Seit über vier Jahrhunderten untersuchen Astronomen die Folgen des spektakulären Todes eines Sterns – eines Supernova-Überrests, der als Kepler-Supernova bekannt ist. Mithilfe von Daten aus 25 Jahren des Chandra-Röntgenobservatoriums der NASA haben Wissenschaftler nun den längsten Röntgenfilm dieses kosmischen Ereignisses zusammengestellt, der die durch den Weltraum rasende Schockwelle der Explosion zeigt. Das ist nicht nur ein atemberaubendes Bild; Es handelt sich um eine entscheidende Studie, um zu verstehen, wie Supernovae funktionieren und wie zuverlässig sie die Expansion des Universums messen können.
Das Erbe von Keplers Supernova
Diese Supernova wurde erstmals 1604 vom deutschen Astronomen Johannes Kepler beobachtet und liegt etwa 17.000 Lichtjahre von der Erde entfernt im Sternbild Schlangenträger. Während Kepler zunächst dachte, es handele sich um einen neuen Stern, kennen wir ihn heute als strahlende Nachwirkung einer Sternexplosion. Diese besondere Supernova vom Typ Ia ist für Astronomen aufgrund ihrer vorhersehbaren Helligkeit besonders wertvoll und daher ein wichtiges Werkzeug zur Berechnung kosmischer Entfernungen.

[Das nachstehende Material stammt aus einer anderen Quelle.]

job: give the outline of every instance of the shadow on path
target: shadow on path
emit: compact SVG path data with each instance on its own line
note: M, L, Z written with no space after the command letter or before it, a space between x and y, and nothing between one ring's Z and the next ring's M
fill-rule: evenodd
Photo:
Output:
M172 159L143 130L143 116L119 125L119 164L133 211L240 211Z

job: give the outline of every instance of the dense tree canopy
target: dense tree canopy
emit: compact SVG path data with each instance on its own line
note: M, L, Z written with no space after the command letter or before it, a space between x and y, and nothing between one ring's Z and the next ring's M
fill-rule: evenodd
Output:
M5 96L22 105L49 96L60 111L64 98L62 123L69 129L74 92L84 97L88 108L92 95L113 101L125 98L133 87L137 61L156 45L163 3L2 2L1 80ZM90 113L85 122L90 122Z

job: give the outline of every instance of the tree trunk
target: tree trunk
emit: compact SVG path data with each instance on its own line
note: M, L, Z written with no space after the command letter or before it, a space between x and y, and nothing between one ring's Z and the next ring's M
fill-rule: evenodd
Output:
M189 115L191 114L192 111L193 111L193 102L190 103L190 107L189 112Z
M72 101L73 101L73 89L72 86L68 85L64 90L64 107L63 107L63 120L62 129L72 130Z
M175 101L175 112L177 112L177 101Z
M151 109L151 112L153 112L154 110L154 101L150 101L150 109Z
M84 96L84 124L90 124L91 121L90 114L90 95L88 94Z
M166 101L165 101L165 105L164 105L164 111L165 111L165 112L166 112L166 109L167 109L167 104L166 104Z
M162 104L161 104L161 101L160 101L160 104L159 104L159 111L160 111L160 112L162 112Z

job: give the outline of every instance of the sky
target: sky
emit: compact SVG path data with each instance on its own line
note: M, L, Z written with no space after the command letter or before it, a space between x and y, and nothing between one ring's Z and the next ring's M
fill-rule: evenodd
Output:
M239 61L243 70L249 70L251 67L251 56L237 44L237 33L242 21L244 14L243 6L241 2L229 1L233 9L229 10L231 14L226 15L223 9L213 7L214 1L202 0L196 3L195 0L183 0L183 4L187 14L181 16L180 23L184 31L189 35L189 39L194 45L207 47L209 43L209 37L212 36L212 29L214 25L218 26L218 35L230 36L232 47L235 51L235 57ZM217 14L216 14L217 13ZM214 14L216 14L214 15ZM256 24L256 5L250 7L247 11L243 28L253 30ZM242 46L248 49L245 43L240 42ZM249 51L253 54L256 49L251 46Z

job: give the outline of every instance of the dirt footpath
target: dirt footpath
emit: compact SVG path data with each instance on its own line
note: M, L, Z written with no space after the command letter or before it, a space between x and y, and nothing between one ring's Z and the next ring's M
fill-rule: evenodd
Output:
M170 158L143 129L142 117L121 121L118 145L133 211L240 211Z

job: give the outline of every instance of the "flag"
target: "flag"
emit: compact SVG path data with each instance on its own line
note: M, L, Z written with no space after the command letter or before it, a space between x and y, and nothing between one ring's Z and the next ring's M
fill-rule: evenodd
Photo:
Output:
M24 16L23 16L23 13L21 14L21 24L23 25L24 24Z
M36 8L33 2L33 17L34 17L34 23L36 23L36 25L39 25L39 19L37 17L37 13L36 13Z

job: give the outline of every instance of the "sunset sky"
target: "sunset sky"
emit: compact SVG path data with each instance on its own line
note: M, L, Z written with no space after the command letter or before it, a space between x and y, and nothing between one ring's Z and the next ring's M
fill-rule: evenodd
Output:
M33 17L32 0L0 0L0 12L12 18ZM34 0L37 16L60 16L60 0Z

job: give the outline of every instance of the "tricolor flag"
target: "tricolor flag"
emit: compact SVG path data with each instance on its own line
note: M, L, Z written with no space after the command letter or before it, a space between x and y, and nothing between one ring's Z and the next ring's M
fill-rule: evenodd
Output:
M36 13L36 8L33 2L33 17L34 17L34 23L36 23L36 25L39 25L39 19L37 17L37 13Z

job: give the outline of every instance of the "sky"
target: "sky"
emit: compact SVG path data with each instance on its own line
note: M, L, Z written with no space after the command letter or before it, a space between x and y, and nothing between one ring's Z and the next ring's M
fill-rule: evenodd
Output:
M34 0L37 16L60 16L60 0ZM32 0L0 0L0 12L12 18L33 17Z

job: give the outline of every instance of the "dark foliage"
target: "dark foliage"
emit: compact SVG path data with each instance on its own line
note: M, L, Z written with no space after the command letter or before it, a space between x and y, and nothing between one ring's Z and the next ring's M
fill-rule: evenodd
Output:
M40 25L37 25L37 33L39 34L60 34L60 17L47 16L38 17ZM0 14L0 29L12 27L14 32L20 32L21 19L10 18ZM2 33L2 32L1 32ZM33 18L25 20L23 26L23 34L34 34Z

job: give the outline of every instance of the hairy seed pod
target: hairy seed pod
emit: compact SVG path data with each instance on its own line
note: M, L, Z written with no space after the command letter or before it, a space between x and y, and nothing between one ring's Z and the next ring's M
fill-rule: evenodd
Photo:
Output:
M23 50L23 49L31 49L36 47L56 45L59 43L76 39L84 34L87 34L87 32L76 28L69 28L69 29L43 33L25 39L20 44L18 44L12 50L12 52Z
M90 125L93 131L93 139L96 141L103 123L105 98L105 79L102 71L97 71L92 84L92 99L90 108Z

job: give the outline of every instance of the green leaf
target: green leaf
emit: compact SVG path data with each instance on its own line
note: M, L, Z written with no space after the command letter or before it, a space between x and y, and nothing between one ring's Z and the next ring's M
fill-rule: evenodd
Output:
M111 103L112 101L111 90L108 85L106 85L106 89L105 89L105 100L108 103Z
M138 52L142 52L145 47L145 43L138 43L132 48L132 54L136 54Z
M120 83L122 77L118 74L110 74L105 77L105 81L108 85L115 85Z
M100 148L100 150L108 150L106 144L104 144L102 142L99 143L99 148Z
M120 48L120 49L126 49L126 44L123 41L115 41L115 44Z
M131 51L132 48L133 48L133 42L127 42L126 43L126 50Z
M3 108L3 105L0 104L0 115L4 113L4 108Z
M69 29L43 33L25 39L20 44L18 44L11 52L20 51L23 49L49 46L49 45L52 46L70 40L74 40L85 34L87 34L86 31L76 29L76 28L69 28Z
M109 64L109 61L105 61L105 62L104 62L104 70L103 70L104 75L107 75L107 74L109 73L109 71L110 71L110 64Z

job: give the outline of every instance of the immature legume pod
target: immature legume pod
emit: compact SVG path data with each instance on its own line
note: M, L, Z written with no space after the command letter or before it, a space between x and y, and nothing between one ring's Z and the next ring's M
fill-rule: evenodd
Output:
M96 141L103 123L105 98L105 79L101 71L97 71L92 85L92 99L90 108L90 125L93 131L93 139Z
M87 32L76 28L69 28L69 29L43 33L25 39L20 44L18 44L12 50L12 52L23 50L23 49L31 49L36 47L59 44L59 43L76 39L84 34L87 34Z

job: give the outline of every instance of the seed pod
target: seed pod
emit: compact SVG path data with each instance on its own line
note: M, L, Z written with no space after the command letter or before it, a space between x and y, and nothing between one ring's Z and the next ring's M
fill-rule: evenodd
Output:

Ungleichmäßige Expansion: Ein kosmischer Hinweis
Der neue Zeitraffer zeigt, dass sich die sich ausdehnende Schockwelle der Supernova nicht mit konstanter Geschwindigkeit bewegt. In manchen Richtungen schießt es mit etwa 14 Millionen Meilen pro Stunde nach außen, während es in anderen Richtungen auf etwa 4 Millionen Meilen pro Stunde abnimmt. Diese Variation ist nicht zufällig; Dies weist darauf hin, dass die Explosion mit Gas unterschiedlicher Dichte kollidiert. Die Analogie ist einfach: Wie ein Fahrzeug, das auf einer freien Autobahn statt auf unebenem Gelände fährt, bewegt sich die Stoßwelle schneller durch weniger dichtes Material.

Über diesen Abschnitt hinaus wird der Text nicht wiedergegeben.